Reduce operational costs
When we built an initial version of a probabilistic device identifier that enabled enterprise customers to add layers of security to their web applications, we deployed it with several enterprise customers. The project closeout was touted as a success since the service met all the functional requirements.
However, once we started gathering operational metrics for the service, we realized that we needed to meet some non-functional requirements, such as cost and response time. The service level objectives required us to reduce latency by 40 percent and cost by 50 percent. Thus, we initiated an architecture review of the product. The architectural review resulted in a significant change in the system architecture of the product.
First, we considered the networking configuration of the product. It turns out the serverless component we used in VPC integrated configuration was expensive, and replacing with a simpler and cheaper load balancer enabled us to make a significant system-level change without changing much of the code in the application.
Second, VPC services communicated with serverless components via the public internet. This communication was a security risk and costly due to the need to maintain and route the traffic through NAT gateways in the VPC. Thus, we replaced public internet communication with private communication over VPC endpoints.
Third, the data science team gave us a probabilistic component of the service as a container image. Initially, we deployed the container image in a container service and the rest of the business logic serverless components. Running this complex compute environment incurred a redundant compute cost and added latency due to extra network hop between serverless and container components. Thus, we boldly decided to rewrite the probabilistic code as part of serverless component business logic and eliminate container service.

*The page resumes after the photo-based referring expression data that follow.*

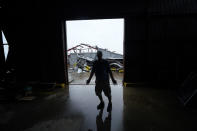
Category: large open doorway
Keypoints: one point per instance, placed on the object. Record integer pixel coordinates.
(85, 38)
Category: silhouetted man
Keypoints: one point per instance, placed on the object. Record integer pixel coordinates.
(102, 71)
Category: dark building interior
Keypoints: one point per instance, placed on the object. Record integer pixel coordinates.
(159, 62)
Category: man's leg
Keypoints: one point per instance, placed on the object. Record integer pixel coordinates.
(98, 91)
(107, 92)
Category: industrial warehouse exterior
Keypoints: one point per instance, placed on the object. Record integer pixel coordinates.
(86, 54)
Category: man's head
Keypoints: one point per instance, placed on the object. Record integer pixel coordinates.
(99, 55)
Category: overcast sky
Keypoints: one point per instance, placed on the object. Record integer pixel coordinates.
(105, 33)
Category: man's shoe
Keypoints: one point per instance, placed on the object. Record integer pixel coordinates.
(109, 107)
(101, 105)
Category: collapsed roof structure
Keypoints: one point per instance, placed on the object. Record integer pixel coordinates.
(84, 54)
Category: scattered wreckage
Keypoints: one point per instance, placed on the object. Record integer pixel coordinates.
(82, 61)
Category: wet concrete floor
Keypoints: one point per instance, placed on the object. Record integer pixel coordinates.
(74, 109)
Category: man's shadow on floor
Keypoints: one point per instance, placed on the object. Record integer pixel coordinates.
(103, 125)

Together, these changes enabled us to develop an architectural north star for the product. We forecasted that the proposed changes would reduce costs by 60 percent. This data allowed us to secure the necessary team resources for this project. As we incrementally implemented each milestone, we could show near-immediate cost reduction. The final results were even better than forecasted. At the end of the project, we reduced service cost by 75 percent and latency by 50 percent. Thus, the service exceeded the service level objectives and met the non-functional requirements of the product.